Growing up closeted, this verse initially spoke to me as a source of strength to help me pray the gay away. But the part of the verse I’ve come back to numerous times, even as an adult who has largely rejected much of my Christian upbringing, is the portion that says, “he will not let you be tempted beyond what you can bear.” The Greek word translated as temptation here is “peirasmos” and is also used to convey testing or trials. I have adapted this principle outside of its original context, (something a colleague describes as queering) to remind myself that any temptation, test, or trial I experience is meant or perhaps even designed for me to experience. If I could not survive the test, if I couldn’t bear or endure it, then I wouldn’t experience it. Of course, this view doesn’t apply across all hypothetical circumstances. Nothing will. But it has proven to be a consistent source of strength and a reminder that I am exactly where I am supposed to be, doing the work I am supposed to be doing, and interacting with the people I am meant to interact with so I can learn, grow, and do the work I believe I am meant to do.


My encouragement to and hope for my fellow Mackerels is that in the moments where you’re feeling overwhelmed, like you’re barely keeping your head above water and wondering if you’ll survive, to remember to take a deep breath.

Recall the experiences, lessons learned and trials you’ve survived that have brought you to this current moment, and remember that you survived those, and you’ll survive this one too. You’re exactly where you are supposed to be, doing the work you’re meant to be doing. It doesn’t matter if you believe that sense of purpose comes from a higher power or from deep within yourself. It matters that you are the one feeling the weight of the responsibility, knowing that the impact of your decisions will affect you and those around you. That heavy feeling can feel like it’s triggering our body’s internal fight or flight system and that can cause us to lose sight of the bigger picture.

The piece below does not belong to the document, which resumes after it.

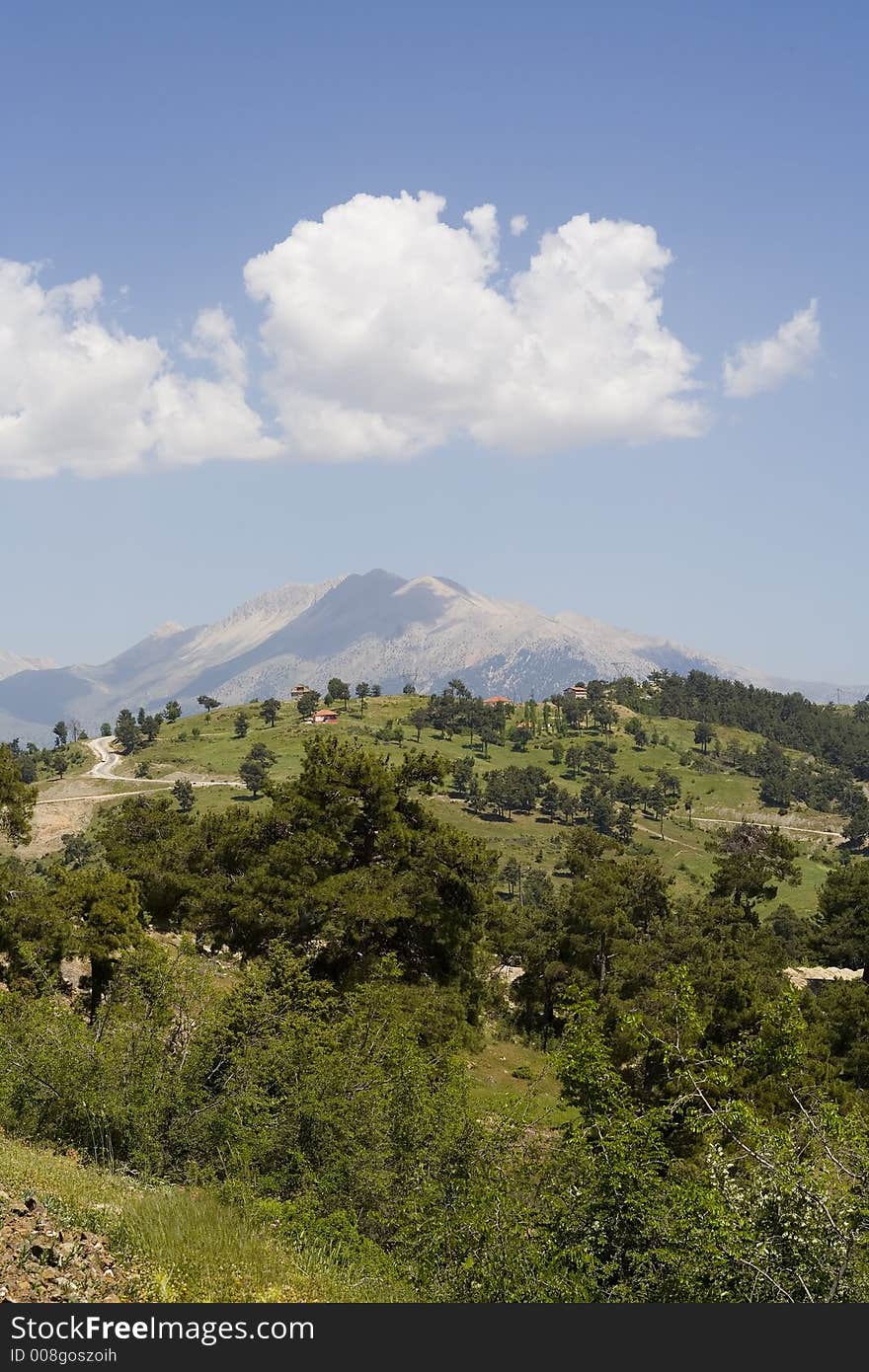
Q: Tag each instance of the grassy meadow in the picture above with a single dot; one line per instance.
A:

Remind yourself that you are in this place because you are the one person who is uniquely positioned to consider the various elements that go into making this decision and that it is an honor, a privilege, and a reflection of all the work you’ve done to date that qualifies you to be the one to make this decision. You understand what has come before that has led to the current moment and the future impact and ripple effects this decision will have in your sphere of influence. No one else sees the situation in the way that you see it, and no one else knows the situation in the way that you know it. Take one more breath and then trust your gut. Trust yourself to make the best decision you can make given the various considerations and confidently move forward knowing you have done your best to make the decision that will reap the most benefit for what the context requires.

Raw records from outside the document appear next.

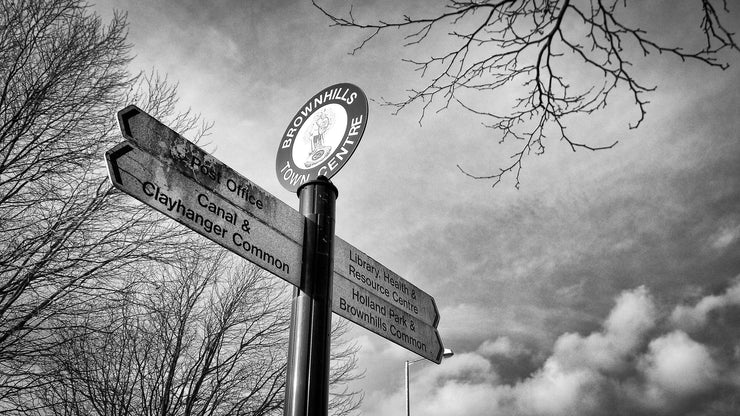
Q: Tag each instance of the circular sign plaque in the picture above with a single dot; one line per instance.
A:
(322, 135)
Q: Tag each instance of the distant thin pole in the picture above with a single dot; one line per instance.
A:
(408, 406)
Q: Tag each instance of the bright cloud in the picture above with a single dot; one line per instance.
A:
(692, 317)
(628, 367)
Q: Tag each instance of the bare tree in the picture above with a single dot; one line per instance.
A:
(528, 48)
(205, 335)
(65, 234)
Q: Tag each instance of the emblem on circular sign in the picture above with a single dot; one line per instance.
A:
(322, 135)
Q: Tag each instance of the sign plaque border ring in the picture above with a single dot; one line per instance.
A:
(322, 135)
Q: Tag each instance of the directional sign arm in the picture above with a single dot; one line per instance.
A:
(158, 185)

The end of 1st Corinthians 10:13 says “But when you are tempted, he will also provide a way out so that you can endure it.” Whether it’s God or your own inner strength, you will endure this current moment and find a way out. Nothing in the verse says it will be easy or that an angel or vision will appear and give you the answer. It says you will be tested, and you will endure. Buttress the feelings of self-doubt, go deeper within yourself to find that source of strength that has grounded and guided you; that has grown stronger and more resilient through time, trial, and error, and has been reinforced by the encouragement of those who believe in you and have helped guide you to where you are now. Then, take one more deep breath, and confidently take that leap of faith.